OK, Cards Against Humanity. What gives? We think maybe now you're making Snack Foods Against Humanity with your latest offering: Prongles. No, really. Snack aficionados are losing their minds online, asking WTF?
To be clear, these are not Pringles, nor are the former creators of the raunchy card game partnering with Pringles as far as we can tell. Here is what we know:
1. There's an official Prongles website with the words, "[F]rom the company formerly known as Cards Against Humanity." We reviewed the website with a mix of amusement and terrible, unspeakable dread. The site is rocking a brightly colored, vaguely sinister early '90s vibe and is peppered with cheerful children and images of the terrifying pink Prongles mascot, Brayden the Hog (we can't make this stuff up). Brayden's best friend is listed as Justin Bieber. Bieber has yet to confirm the relationship.
2. There's also an official Prongles Twitter account, where "options" for the official Prongles motto were trotted out in a poll.

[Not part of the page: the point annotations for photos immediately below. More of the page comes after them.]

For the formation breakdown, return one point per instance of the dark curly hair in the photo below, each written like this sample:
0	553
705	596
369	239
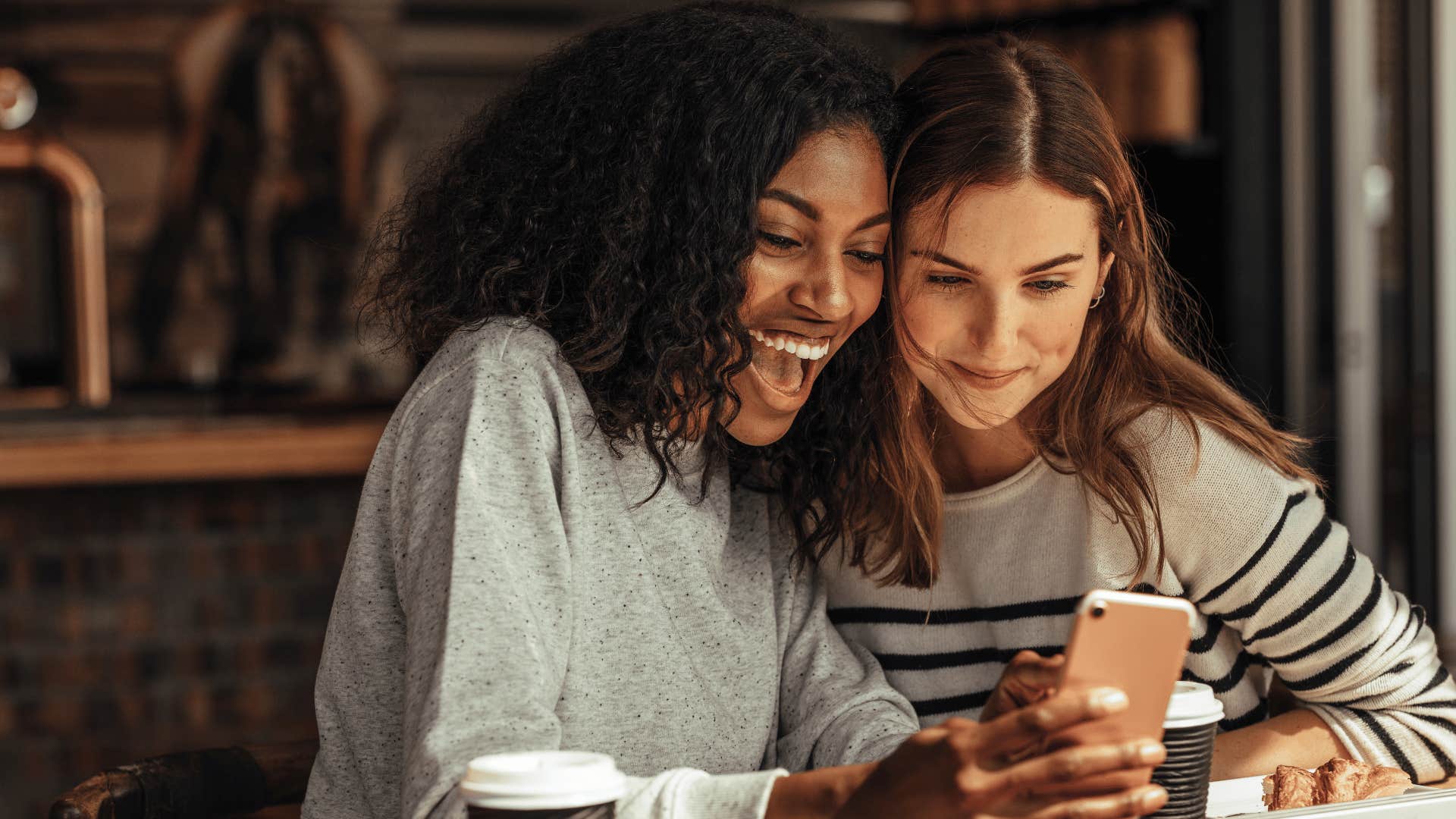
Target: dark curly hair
610	200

You’ll be in hog heaven once you crunch into the bold flavor of “Onions and Cream”! pic.twitter.com/gAidGBWp2L— Prongles (@PronglesChips) November 24, 2017
Once you pop,— Prongles (@PronglesChips) November 24, 2017
Um, we see what you did there, Cards Against Humanity — sorry, people formerly known as Cards Against Humanity. Not surprisingly, the motto that "won" was the bizarre — and inexplicably hilarious— "Once you pop, that's great!" Yes. We're laughing in a kind of nervous tittering way, but we don't know why we're laughing. We're pretty sure the world is ending and we're all going to hell in a Prongles tube. But we're paranoid like that.
3. Prongles are sold at Target... in the toys and sporting goods aisle. Mmmmm'kay. Not sketchy at all.
4. They're also on eBay. Righty-O. We found a set of two cans listed as "RARE" and costing a cool $21.99 (plus $6.95 shipping). We think you know what to get your mother-in-law this Christmas. She was tired of socks anyway.
5. They come in two flavors right now: salt and potato and onions and cream. Yup. You read that right. "Cream," not "sour cream." Makes you feel a little shaky, a little unsettled, right? But you can't say why. It's all very disturbing.
6. They're made in Malaysia according to the website. But the website also says the next Prongles flavor — voted on by America — is set to be "whole fish." We cannot. Even our cannots cannot. So we don't really know what's going on here. It feels like some kind of Upside Down snack world, and we're thinking we'd better get out fast before the snacks eat us instead of the other way around.
We're dying to know what Pringles makes of Prongles, but Pringles makes no mention of the suspiciously similar new snack. We're guessing they're just as confused as we are. But Pringles might have reason to worry, as apparently word is spreading like wildfire — helped along by the sleuths and conspiracy theorists at Reddit — about this bizarre, oddly subversive new snack food. What it's subverting, we're not quite sure, but we're thinking we're all about to find out soon. Come on, Cards Against Humanity people — we liked it better when we were in on the joke. This is getting a little disquieting. We like our snack foods simple and dull, thank you very much. What do you want from us? [Insert sound of existential howls and very loud crunching.]